Putting
your foot down in a wheelchair
(For
Dom)
I rightly put a stop to
all the things I said I’d do
that were piling up and up no dinner
it was the hands
fell off my body clock
it’s all emotions image aspiration here in
crippletown
where I’m holed up
avatar of some survivalist in Idaho
sexless geezer
bottomless odd sock drawer
rations to survive where I live
my place - transactions - each package
distinct
wrapped against seepage
greasproof like the sandwiches your mum
sent to school
more hermetic even - the fat Dorito love
UHT and shrink wrapped that my fucked up
fingers
can’t get open
I get a chin
position – up.
My body hits the ground tonight like Jack
Dempsey dead in New York
stuff me please like Phar Lap,
it’ll be good
I’ll get around.
Oh Kerri. Not to detract from the seriousness of your poem, but it brings back some old memories.
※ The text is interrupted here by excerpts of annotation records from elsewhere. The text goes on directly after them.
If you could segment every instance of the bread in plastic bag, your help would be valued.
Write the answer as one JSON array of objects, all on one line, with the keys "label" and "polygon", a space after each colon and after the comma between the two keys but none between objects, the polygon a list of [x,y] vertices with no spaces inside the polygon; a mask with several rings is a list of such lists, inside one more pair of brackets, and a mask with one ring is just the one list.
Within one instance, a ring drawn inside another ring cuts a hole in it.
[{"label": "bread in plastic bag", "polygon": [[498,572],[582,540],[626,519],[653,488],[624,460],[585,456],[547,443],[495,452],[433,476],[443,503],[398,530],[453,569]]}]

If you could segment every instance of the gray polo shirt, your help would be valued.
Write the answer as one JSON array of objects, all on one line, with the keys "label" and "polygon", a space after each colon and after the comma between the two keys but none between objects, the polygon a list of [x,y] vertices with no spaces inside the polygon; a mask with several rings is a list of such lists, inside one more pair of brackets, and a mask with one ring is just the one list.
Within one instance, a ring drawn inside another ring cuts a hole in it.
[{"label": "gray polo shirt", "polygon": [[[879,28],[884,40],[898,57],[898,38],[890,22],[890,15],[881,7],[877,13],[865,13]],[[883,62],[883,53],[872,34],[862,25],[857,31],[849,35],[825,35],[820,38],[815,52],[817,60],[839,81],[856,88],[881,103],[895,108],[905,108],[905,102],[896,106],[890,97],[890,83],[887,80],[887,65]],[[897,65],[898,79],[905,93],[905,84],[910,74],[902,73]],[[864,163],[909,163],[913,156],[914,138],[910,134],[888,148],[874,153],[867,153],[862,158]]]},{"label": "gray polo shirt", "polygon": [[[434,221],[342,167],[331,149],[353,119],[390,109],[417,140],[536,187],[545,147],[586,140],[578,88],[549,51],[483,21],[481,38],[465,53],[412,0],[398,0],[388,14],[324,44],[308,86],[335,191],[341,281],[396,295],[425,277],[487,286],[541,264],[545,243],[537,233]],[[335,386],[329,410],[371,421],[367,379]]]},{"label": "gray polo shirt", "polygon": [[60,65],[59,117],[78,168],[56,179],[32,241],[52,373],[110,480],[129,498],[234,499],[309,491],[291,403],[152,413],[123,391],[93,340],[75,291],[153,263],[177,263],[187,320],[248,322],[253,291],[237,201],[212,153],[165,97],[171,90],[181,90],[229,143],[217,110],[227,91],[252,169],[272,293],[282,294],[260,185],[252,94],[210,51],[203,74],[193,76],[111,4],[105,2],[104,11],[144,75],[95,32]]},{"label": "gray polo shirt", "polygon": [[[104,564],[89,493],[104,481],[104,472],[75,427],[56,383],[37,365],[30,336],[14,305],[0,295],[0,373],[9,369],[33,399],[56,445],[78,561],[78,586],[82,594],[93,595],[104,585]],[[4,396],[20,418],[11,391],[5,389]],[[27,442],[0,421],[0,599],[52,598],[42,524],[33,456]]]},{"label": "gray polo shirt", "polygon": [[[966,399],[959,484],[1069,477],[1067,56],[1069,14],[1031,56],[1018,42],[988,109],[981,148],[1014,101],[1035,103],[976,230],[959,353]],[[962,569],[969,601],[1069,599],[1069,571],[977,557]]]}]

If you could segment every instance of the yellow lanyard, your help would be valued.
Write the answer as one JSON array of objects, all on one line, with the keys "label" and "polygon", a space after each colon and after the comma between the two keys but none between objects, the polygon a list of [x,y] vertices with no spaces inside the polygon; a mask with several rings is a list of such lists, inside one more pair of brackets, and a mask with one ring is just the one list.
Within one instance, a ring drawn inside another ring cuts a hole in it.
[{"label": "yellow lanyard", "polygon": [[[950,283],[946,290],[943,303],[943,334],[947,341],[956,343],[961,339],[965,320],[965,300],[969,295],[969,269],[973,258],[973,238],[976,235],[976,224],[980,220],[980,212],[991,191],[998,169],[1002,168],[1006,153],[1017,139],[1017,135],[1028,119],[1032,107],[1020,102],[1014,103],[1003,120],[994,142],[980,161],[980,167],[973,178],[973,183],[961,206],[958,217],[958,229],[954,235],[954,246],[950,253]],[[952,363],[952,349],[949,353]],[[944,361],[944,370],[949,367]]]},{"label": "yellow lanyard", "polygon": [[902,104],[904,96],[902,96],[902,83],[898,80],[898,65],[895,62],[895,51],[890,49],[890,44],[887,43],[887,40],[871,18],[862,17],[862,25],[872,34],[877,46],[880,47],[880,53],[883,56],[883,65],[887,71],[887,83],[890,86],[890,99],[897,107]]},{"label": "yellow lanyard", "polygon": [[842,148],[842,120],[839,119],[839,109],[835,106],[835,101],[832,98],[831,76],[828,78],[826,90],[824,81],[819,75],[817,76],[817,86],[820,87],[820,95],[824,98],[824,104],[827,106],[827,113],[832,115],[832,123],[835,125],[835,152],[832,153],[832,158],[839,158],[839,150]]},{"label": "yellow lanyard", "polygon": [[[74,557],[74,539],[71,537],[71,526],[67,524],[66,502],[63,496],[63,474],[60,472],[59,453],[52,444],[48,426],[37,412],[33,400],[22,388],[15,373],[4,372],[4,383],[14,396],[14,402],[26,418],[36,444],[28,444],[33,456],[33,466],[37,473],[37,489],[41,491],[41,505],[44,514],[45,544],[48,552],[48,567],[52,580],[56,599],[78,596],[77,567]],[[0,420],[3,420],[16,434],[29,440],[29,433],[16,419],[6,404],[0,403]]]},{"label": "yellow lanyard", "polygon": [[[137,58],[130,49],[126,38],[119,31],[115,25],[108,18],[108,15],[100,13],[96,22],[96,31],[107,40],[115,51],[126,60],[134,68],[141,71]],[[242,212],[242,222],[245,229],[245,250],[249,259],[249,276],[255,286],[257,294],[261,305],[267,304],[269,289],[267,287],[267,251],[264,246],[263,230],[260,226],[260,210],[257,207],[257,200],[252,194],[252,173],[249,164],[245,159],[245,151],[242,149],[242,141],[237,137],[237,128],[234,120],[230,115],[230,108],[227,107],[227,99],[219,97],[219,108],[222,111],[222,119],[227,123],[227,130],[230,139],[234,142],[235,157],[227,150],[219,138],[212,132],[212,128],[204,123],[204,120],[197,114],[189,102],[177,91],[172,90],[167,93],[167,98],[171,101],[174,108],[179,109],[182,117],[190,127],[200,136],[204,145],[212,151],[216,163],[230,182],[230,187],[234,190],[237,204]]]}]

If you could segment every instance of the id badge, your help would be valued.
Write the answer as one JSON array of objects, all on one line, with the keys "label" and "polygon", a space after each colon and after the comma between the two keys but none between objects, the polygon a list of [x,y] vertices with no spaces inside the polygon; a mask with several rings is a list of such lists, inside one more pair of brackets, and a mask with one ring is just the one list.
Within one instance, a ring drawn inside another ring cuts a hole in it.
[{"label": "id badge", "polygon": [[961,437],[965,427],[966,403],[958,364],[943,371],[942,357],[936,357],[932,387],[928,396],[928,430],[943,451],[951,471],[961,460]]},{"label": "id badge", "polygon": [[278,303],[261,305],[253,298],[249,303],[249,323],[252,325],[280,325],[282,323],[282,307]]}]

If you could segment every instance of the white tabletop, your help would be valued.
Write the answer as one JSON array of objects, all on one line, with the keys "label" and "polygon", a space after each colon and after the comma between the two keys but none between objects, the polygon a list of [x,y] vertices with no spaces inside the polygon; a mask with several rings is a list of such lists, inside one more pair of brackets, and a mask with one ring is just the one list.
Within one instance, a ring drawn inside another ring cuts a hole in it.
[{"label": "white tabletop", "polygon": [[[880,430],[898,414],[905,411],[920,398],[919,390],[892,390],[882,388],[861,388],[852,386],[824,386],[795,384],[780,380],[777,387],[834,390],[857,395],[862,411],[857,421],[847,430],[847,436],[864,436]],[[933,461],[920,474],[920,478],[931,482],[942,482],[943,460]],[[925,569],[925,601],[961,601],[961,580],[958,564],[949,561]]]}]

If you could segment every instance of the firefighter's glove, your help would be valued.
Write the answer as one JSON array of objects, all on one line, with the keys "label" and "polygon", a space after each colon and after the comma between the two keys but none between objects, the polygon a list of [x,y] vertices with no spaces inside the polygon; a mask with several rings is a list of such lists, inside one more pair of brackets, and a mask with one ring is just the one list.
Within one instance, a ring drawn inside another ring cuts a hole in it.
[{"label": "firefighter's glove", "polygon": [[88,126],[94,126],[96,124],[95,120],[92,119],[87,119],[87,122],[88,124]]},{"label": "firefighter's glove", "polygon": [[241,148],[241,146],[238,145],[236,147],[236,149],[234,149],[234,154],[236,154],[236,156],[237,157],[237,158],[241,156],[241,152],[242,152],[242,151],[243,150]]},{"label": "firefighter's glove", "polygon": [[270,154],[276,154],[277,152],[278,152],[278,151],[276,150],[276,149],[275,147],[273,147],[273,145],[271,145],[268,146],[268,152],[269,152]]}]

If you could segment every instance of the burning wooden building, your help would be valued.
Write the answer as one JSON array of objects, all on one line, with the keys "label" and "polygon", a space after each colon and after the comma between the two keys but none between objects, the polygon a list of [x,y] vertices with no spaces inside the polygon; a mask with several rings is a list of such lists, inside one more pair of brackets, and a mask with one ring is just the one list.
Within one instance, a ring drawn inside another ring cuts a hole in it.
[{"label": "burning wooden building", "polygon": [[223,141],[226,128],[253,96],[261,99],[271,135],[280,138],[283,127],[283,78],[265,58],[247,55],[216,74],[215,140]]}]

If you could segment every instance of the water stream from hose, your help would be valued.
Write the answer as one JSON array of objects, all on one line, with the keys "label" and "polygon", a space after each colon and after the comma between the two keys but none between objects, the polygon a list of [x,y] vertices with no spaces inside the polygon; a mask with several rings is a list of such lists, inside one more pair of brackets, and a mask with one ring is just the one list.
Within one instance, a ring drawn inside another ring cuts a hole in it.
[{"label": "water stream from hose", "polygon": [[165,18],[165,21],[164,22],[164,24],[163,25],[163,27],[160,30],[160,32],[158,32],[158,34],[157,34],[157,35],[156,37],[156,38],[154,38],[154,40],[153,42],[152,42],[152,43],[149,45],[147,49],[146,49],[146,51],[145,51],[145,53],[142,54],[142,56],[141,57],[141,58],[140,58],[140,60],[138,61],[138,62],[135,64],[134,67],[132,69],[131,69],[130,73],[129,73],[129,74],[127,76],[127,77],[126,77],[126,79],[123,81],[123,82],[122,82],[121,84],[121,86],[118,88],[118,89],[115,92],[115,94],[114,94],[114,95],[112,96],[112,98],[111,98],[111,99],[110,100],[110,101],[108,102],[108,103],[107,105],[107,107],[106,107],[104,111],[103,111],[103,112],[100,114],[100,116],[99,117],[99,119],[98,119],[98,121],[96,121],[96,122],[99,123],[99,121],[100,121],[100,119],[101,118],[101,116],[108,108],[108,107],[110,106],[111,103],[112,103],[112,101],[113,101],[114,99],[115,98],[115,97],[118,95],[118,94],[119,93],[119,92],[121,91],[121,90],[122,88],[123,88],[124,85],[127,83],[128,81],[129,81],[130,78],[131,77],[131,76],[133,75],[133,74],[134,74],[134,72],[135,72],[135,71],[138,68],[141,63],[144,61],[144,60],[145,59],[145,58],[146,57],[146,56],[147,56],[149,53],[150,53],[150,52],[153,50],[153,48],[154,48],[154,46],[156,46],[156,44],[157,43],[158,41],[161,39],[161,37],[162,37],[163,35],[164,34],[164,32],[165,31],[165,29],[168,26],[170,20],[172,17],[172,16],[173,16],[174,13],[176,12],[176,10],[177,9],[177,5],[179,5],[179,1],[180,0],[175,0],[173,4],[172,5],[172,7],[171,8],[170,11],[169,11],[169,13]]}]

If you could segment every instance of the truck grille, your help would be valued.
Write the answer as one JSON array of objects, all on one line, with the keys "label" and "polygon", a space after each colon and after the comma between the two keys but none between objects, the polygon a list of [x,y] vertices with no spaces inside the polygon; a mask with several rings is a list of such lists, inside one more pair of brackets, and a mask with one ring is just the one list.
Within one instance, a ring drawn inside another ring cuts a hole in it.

In 1974 I fetched up as a medical orderly at the Austin Hospital in Melbourne. In Ward 17, which was the spinal rehab unit. I was 20 years old. and even then more a slightly sinful poet than an orderly worker -- but for 6 months, in the course of my duties, I made many friends with the people there. Bikey gangsters, teachers, clerks, teenagers and (very likely) poets. A perfect physical specimen at the time, I never felt less like a Hercules or an Adonis. But before I was sacked for giving a paraplegic woman a shoulder massage, I was taught to dance in a wheelchair. A lasting image of us all rocking away to some fine AC/DC. Thank you.
ReplyDeleteI like this. Close to home for me, too. Spot on affect and tone, not patronising; terrific imagery.